Ex-inimigo, Moscou passa a ter o direito de debater temas como terrorismo e controle de armas com países da aliança

Otan acolhe Rússia como aliada estratégica

MÁRCIO SENNE DE MORAES
DA REDAÇÃO

A Otan abriu ontem suas portas para a Rússia, o maior inimigo da aliança militar ocidental na segunda metade do século passado, decretou o fim da Guerra Fria mais uma vez e delineou os contornos de uma nova parceria estratégica para combater o terrorismo, a propagação de armas de destruição em massa e os desafios surgidos após os atentados terroristas de 11 de setembro.
"Trata-se do funeral da Guerra Fria. Há 15 anos, a Rússia era nossa inimiga. Agora a Rússia se torna nossa amiga e nossa aliada.
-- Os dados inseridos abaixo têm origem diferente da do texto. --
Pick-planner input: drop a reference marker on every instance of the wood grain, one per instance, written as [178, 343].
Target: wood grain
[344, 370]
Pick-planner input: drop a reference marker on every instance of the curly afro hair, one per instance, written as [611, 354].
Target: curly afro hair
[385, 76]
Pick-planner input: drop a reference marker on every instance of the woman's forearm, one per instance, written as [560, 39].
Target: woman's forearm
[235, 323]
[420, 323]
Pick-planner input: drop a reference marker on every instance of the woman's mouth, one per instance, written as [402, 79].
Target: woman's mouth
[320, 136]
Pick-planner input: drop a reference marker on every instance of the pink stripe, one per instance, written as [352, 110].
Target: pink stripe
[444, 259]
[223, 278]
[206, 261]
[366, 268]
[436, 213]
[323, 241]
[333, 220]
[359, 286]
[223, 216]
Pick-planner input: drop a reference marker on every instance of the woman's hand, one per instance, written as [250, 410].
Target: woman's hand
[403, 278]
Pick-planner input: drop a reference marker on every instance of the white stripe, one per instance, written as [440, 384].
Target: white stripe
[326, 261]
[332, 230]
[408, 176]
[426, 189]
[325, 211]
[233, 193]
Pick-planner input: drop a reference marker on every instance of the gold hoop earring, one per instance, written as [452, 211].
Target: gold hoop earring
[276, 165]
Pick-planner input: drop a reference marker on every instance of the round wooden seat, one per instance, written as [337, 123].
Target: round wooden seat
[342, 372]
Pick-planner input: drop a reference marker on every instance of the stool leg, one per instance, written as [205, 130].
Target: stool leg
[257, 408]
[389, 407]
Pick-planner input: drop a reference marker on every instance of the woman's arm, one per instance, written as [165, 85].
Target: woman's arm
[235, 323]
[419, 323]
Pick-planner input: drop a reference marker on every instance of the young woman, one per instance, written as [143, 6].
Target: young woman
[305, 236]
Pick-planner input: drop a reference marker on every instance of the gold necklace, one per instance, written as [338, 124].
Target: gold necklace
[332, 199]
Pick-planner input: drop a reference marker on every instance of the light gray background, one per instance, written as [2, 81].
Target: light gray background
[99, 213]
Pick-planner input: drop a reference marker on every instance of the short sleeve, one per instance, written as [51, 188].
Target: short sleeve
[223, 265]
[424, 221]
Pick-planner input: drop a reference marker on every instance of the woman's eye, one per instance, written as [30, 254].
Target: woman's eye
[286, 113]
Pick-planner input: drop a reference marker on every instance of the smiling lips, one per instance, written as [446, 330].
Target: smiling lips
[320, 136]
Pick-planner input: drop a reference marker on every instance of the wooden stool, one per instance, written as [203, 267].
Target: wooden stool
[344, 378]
Não poderia haver mudança maior", declarou o chanceler britânico, Jack Straw, durante a histórica reunião da Otan ocorrida em Reykjavík, capital da Islândia. Os chanceleres Colin Powell (EUA) e Igor Ivanov (Rússia) participaram do evento solene.
De fato, a cúpula de ontem foi marcada pelo simbolismo. Até o hotel que a abrigou tem um lado histórico. Nele, em 1986, os ex-presidentes Ronald Reagan e Mikhail Gorbatchov se encontraram para discutir a redução dos arsenais bélicos americano e russo e começaram a pôr fim ao antagonismo bipolar da Guerra Fria.
"O simbolismo do ocorrido é indiscutível. Em 1949, a Otan foi criada sobretudo para defender as "fronteiras" que separavam o mundo ocidental do bloco comunista. Não se pode esquecer que a Rússia é a herdeira da URSS, que liderava o "grupo inimigo" do Ocidente", explicou à Folha Ole Holsti, co-autor de "Unity and Disintegration in International Alliances" (unidade e desintegração em alianças internacionais).
"Ademais, desde que Bill Clinton [ex-presidente dos EUA" começou a insistir em expandir a aliança para o leste do continente europeu, em meados da década passada, Washington tenta convencer Moscou de que essa medida não visa a ameaçar os russos ou a minar seus interesses na região. Ora, não há nada mais simbólico para reiterar essa afirmação do que acolher a Rússia dentro dos quadros da Otan."
Após selar a criação do Conselho Otan-Rússia -cujo texto final será assinado perto de Roma, em 28 de maio-, o secretário-geral da Otan, George Robertson, lançou o que chamou de "agenda de mudança", um plano de modernização da aliança. Ele exortou os membros a contribuir para tornar a Otan mais eficaz num contexto de "desafios inesperados".
Para tanto, ele disse que a aliança não poderia restringir seu campo de atuação à Europa. Mas analistas não são tão otimistas. "Com a inclusão da Rússia na discussão de temas ligados à segurança, como o terrorismo, o campo de ação da Otan ficará mais restrito, não mais amplo", apontou Bruno Tertrais, da Fundação para a Pesquisa Estratégica (Paris).
"Afinal, como demonstrou a campanha militar no Afeganistão, os EUA não pretendem permitir que a aliança se ocupe do problema do terrorismo. Na verdade, talvez a Rússia tenha sido iludida mais uma vez", acrescentou Tertrais, aludindo ao estéril Conselho Conjunto Permanente Otan-Rússia (1997), criado para atenuar a oposição russa à expansão da Otan para o leste (1999).
O chanceler belga, Louis Michel, desmaiou antes da fotografia oficial do evento, mas seus assessores disseram que ele passava bem.